➤ Someone recently reached out with this message, and it perfectly captures what so many, including myself, have experienced but can't explain:
"I consistently get 6-7 hours of sleep and wake up feeling 'fine,' but I'm not really alert until after coffee. My energy dips, but then I hit the gym and get another wind. Lately though, I need more caffeine and stimulation to maintain focus as the day goes on, and I'm starting to get afternoon crashes. I've been trying to get more sleep but I can't seem to... what's going on?"
They'd tried all the standard sleep optimization advice.
Earlier bedtime, no screens, perfect temperature.
Still felt the same: functional but never truly ‘energized.’
The Problem with Feeling 'Fine' on Less Sleep
This person was describing something I knew intimately. For years, I'd followed the same logic—if I could get through my day after 5-6 hours of sleep, I assumed I was fine.
What we both missed is that our bodies had learned to compensate.
Sleep debt triggers metabolic changes that maintain alertness—increased glucose availability, elevated heart rate. You feel 'fine' because your body is working overtime to compensate.
The problem: while you feel 'fine' from this compensation, something else is happening that most people never connect to their sleep struggles.
The Inflammation Loop: How Poor Sleep Creates An Evil Cycle
Here's where the science gets interesting: inadequate sleep doesn't just make you tired—it triggers a cascade that makes future sleep progressively worse.
Even mild sleep restriction elevates inflammatory markers like IL-6, TNF-alpha, and C-reactive protein. These inflammatory compounds then disrupt sleep architecture itself, reducing the duration and quality of deep sleep phases where restoration occurs.
This impairs the glymphatic system—your brain's waste clearance mechanism that operates primarily during deep sleep.
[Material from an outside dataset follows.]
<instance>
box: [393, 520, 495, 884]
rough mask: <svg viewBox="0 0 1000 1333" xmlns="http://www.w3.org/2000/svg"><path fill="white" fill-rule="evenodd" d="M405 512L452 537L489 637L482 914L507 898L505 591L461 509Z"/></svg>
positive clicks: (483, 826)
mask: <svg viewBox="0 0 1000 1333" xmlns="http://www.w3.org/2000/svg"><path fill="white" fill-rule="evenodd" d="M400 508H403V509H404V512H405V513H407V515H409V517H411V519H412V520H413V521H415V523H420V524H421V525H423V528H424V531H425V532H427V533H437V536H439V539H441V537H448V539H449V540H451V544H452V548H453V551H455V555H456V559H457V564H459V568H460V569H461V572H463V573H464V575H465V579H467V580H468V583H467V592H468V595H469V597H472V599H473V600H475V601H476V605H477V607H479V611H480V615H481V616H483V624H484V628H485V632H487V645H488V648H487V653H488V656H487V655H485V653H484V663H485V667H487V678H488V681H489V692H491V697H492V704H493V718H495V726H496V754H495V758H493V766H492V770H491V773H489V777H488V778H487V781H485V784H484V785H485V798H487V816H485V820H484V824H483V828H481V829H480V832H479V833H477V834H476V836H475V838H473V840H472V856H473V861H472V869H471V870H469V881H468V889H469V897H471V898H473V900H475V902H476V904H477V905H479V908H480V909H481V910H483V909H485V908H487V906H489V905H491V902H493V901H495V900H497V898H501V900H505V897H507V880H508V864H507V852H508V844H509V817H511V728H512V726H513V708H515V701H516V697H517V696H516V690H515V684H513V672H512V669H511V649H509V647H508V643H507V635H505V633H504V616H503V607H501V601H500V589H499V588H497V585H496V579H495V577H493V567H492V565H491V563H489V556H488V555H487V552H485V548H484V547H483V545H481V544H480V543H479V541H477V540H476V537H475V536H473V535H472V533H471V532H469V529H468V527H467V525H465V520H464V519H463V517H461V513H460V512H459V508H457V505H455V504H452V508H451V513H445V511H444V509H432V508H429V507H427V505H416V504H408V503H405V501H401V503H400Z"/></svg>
When this system underperforms, metabolic waste accumulates in neural tissue, contributing to accelerated brain aging and further sleep disruption.
The result: each poor night makes the next one worse.
Sleep debt compounds with interest, creating a self-perpetuating cycle where inflammation disrupts the very neural circuits responsible for sleep regulation.
Research suggests this inflammatory pattern can persist beyond the initial sleep disruption, which may explain why some people struggle with sleep quality even after addressing obvious lifestyle factors.
What Great Sleep Actually Feels Like: What I Learned After 10+ Years Of Sleep Struggles (& another 5+ years to get to 8+ hours a night)
The difference between compensation-driven alertness and genuine restoration became clear when I prioritized sleep architecture over just duration.
The changes were dramatic:
➤ Calmer, more sustained focus—not just bursts of productivity
➤ Easier recovery from workouts, travel, and stress
➤ Better emotional regulation and decision-making
➤ No more afternoon crashes or needing to "push through"
Most importantly: I stopped confusing the wired feeling of caffeine with actual energy.
Real restoration feels steady, not reactive.
Calm.
Focused.
Stoic without trying.
Before experiencing this, I had no idea what I was missing. And I think that's the real problem—
Many of us have normalized how we feel after poor sleep. We've adapted to low energy so well that we've forgotten what fully restored feels like.
There's a difference between being "awake" and being deeply well-rested. Between being alert because you're stressed and alert because your system is truly restored.
It made me rethink that common sleep advice: "if you feel fine during the day, you're probably getting enough."
Because many of us don't realize how underslept we are—we've just adapted to running on borrowed energy.
If you've never experienced deep, consistent, high-quality sleep, you might not know what you're missing.
I didn't.
And now I'll never go back.
Kat
References
Mullington JM, Simpson NS, Meier-Ewert HK, Haack M. Sleep loss and inflammation. Best Pract Res Clin Endocrinol Metab. 2010 Oct;24(5):775-84.
Meier-Ewert HK, Ridker PM, Rifai N, Regan MM, Price NJ, Dinges DF, Mullington JM. Effect of sleep loss on C-reactive protein, an inflammatory marker of cardiovascular risk. J Am Coll Cardiol. 2004 Feb 18;43(4):678-83.
Engert, L.C., Besedovsky, L. Sleep and inflammation: a bidirectional relationship. Somnologie 29, 3–9 (2025).
Irwin MR. Sleep disruption induces activation of inflammation and heightens risk for infectious disease: Role of impairments in thermoregulation and elevated ambient temperature. Temperature (Austin). 2022 Aug 21;10(2):198-234.